Bom barel adalah senjata khas yang tanpa pandang bulu dapat membunuh siapa saja. Data mencatat bahwa 99% korban yang terbunuh oleh bom barel yang dijatuhkan oleh rezim Assad adalah warga sipil. Persentase korban perempuan dan anak-anak bervariasi antara 12-35% dalam beberapa kasus.

Vitaly Churkin, mantan perwakilan Rusia di PBB, mengatakan bahwa rezim Suriah telah berhenti menggunakan bom barel. Namun, dari hasil pemantauan dan dokumentasi harian yang diperoleh SNHR menujukkan bahwa, tanpa diragukan lagi, rezim Assad terus membunuh dan menghancurkan Suriah dengan menjatuhkan ratusan bom barel.

Laporan tersebut melaporkan bahwa tidak kurang dari 938 bom barel dijatuhkan sepanjang bulan April 2017. Sebagian bom barel ini dijatuhkan di Provinsi Hama, diikuti oleh Aleppo, kemudian pinggiran kota Damaskus, dan pinggiran kota Aleppo. Pemboman ini mengakibatkan terbunuhnya 16 warga sipil termasuk 7 orang anak dan 4 orang wanita. Selain itu, 2 fasilitas publik penting rusak akibat serangan tersebut, diantaranya 1 masjid dan 1 unit fasilitas medis.

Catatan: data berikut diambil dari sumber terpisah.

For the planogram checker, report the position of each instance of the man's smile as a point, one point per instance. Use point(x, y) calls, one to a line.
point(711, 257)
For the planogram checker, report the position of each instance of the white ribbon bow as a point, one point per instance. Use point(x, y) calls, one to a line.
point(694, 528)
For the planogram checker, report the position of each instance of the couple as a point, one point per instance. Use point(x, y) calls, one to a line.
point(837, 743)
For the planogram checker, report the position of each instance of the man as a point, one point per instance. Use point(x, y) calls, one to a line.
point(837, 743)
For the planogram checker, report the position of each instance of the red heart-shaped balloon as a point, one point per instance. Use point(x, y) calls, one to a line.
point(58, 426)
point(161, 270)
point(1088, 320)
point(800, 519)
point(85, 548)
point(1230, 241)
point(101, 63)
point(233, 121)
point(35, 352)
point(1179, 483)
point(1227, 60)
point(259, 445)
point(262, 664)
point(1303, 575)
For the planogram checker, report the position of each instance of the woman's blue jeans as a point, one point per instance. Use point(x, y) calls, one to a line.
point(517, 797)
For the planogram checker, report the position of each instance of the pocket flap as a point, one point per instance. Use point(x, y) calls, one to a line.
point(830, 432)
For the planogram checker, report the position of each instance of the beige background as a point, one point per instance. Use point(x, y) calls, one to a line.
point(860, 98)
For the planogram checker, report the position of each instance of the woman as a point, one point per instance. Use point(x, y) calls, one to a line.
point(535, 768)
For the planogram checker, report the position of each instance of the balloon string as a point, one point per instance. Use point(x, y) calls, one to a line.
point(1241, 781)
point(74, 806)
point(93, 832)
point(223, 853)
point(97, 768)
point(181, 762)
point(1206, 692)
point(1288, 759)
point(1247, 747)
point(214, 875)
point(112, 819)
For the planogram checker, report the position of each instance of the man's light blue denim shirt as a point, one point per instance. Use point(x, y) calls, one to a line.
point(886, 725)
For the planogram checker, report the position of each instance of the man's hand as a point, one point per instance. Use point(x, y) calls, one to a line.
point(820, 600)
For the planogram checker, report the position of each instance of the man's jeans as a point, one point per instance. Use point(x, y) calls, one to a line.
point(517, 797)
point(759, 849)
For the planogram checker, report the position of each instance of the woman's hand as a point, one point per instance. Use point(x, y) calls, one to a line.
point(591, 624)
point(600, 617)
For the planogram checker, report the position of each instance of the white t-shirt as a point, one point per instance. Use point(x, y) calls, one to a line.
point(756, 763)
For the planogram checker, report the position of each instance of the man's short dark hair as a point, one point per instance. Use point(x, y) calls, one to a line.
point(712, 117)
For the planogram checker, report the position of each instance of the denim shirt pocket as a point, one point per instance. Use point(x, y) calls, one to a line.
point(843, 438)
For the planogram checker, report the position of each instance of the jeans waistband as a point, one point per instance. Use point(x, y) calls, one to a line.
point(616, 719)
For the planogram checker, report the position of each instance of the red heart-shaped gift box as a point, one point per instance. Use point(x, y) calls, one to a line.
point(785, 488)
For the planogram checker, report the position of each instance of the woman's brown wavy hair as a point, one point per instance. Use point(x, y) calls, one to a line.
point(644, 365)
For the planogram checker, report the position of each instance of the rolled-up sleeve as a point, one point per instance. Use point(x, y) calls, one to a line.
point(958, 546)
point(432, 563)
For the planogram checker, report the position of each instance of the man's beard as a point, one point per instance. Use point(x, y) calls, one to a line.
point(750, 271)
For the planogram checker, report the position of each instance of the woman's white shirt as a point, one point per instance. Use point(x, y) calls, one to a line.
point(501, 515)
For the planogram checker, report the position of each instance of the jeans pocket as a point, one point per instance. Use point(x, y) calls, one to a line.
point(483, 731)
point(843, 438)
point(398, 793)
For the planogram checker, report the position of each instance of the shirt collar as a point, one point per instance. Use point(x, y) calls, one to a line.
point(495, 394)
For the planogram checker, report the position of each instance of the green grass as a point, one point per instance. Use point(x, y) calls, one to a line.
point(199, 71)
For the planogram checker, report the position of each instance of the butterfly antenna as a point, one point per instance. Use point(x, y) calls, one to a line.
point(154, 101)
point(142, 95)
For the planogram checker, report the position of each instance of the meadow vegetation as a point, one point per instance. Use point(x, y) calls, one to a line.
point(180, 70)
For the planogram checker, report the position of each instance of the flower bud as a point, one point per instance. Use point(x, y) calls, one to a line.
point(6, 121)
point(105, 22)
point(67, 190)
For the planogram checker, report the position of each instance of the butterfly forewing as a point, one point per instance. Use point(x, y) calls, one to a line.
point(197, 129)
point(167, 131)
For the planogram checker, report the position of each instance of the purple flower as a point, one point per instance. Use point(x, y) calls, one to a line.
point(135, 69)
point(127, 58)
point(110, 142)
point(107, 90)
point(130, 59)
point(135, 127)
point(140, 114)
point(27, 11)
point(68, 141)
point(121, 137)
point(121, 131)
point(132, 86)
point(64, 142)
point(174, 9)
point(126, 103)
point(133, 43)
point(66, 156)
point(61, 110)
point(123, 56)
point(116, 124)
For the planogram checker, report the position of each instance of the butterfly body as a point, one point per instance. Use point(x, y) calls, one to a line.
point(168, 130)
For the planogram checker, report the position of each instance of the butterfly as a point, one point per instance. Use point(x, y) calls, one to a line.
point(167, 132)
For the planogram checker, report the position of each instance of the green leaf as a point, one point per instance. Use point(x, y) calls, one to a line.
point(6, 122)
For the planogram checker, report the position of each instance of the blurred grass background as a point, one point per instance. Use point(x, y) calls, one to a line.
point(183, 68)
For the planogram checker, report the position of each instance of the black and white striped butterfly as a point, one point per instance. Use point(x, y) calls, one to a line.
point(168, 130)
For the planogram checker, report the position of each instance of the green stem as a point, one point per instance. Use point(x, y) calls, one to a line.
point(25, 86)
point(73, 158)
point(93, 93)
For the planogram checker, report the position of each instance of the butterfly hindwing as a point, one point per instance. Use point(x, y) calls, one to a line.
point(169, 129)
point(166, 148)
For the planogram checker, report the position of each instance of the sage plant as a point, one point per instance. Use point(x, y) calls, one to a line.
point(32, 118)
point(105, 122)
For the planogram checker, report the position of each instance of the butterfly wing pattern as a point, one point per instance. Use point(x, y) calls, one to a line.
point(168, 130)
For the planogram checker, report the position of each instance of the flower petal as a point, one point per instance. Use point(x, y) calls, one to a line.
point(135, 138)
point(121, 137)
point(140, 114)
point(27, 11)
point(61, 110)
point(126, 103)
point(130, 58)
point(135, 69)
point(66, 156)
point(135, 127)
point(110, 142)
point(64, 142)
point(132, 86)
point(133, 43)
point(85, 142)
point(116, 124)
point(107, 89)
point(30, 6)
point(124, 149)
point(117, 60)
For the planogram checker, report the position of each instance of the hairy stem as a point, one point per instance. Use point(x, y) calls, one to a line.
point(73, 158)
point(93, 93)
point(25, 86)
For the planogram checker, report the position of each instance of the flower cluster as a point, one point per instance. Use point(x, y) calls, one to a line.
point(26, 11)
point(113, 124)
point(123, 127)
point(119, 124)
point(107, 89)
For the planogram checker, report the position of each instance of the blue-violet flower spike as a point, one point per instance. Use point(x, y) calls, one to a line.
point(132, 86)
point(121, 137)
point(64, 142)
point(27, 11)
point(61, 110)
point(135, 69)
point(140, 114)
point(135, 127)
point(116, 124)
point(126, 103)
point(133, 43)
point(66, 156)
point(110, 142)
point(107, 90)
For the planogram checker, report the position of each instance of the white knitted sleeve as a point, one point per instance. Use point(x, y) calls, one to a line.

Laporan tersebut menekankan bahwa rezim Assad, tanpa diragukan lagi, telah melanggar Resolusi Dewan Keamanan 2139 dengan menggunakan bom barel secara meluas dan sistematis, yang juga merupakan kejahatan kemanusiaan. Selain itu rezim Suriah yang dipimpin oleh Assad tersebut telah melanggar banyak peraturan Hukum Kemanuusiaan Internasional. Hal tersebut diwujudkan dalam pemboman tanpa pandang bulu dan tidak proporsional karena penggunaan kekuatan yang berlebihan.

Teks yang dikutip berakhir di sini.